Hello everyone this is the scribe post for May 6, sorry it is late but I had to write the AP calc exam and I was not able to post it earlier. Well in Tuesday's class we only did one question, but there were two others for homework. The first question was about a man who was driving his car through the desert, and wanted to know at what distance he should drive through the desert and the paved road to get to the city B 5km south from city A. He can drive 15mph in the desert and 35mph on the paved road, he is 5 km east of city A. So the maximum distance the man could travel is 5km in the desert and 5km of pavement to get to city B (The diagram is on the slides). So that would be unrealistic, so in order to get the minimum amount of time the car must cut time through the desert and pavement alike. So the pavement equation will become 5km subtract x, x the amount of distance that is going to be cut by driving through the desert. Then the amount of distance driving through the desert is found by a^2 + b^2 = c^2. Where a and b is 5-x. So c is (25+x^2)^.5 (square root is ^.5).

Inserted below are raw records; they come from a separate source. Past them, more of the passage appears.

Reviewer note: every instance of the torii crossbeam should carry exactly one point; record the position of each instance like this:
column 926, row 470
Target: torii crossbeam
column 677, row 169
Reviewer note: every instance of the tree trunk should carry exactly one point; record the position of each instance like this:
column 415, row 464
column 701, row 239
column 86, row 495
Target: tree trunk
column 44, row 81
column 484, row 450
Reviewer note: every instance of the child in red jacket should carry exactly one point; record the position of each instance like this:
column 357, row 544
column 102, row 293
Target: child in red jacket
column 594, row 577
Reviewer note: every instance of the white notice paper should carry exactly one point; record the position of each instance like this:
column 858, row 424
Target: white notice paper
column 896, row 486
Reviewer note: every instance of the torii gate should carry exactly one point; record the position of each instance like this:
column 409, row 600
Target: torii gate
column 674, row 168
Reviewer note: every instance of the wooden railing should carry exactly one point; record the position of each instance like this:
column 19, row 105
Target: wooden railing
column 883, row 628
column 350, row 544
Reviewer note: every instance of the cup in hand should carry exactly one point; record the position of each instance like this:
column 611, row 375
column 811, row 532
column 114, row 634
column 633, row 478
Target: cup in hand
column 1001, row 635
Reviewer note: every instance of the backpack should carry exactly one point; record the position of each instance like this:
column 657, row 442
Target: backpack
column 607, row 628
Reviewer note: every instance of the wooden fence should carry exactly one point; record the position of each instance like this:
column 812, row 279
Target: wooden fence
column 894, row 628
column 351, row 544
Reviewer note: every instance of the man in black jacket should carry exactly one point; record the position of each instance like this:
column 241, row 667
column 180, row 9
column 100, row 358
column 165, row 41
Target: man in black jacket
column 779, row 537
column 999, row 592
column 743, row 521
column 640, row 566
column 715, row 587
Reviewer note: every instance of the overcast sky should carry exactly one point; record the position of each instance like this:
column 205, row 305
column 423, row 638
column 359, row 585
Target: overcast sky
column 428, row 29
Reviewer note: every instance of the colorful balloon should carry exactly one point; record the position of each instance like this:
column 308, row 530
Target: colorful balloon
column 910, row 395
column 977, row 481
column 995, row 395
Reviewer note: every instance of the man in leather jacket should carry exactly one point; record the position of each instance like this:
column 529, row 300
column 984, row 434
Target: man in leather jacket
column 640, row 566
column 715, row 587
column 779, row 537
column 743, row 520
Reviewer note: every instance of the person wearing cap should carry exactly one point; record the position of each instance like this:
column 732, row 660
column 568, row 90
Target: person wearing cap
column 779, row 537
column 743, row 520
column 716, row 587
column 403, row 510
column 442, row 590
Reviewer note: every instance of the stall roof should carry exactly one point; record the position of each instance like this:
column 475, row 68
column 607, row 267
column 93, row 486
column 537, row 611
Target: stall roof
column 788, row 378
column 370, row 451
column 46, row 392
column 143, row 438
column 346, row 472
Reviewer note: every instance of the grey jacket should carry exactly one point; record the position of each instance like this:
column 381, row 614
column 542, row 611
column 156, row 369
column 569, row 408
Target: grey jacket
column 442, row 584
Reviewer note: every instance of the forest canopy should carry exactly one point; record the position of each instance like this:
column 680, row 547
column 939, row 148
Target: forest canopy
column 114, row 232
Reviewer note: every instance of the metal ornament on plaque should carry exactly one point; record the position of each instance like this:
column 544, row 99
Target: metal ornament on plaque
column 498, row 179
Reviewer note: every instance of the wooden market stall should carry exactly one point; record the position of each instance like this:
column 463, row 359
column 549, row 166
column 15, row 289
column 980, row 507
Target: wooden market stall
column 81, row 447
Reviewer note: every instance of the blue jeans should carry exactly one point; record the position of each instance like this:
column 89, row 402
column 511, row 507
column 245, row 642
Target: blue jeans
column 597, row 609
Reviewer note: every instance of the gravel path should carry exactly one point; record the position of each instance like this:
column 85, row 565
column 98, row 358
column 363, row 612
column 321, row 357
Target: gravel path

As you know Rate, Distance, and Time is all related. Time is Distance over rate. So the total time is (5-x)/35 + ((25+x^2)^.5)/15 =t(x). Solving for the derivative (solved on the slides) , t'(x) =
7x-3((25+x^2)^0.5)/105((25-x^2)^0.5). Now solving for the zero's you get 40x^2-225. So the roots are -15/2((10)^0.5) and 15/2((10)^0.5). We reject the negative value because its not possible in the context of the question. So the man should go and head for the point x = 15/2((10)^0.5), as that point is the minimum value of the First Derivative Function.

Remember to do the other two questions and the homework given in class, the next scribe is Ethan.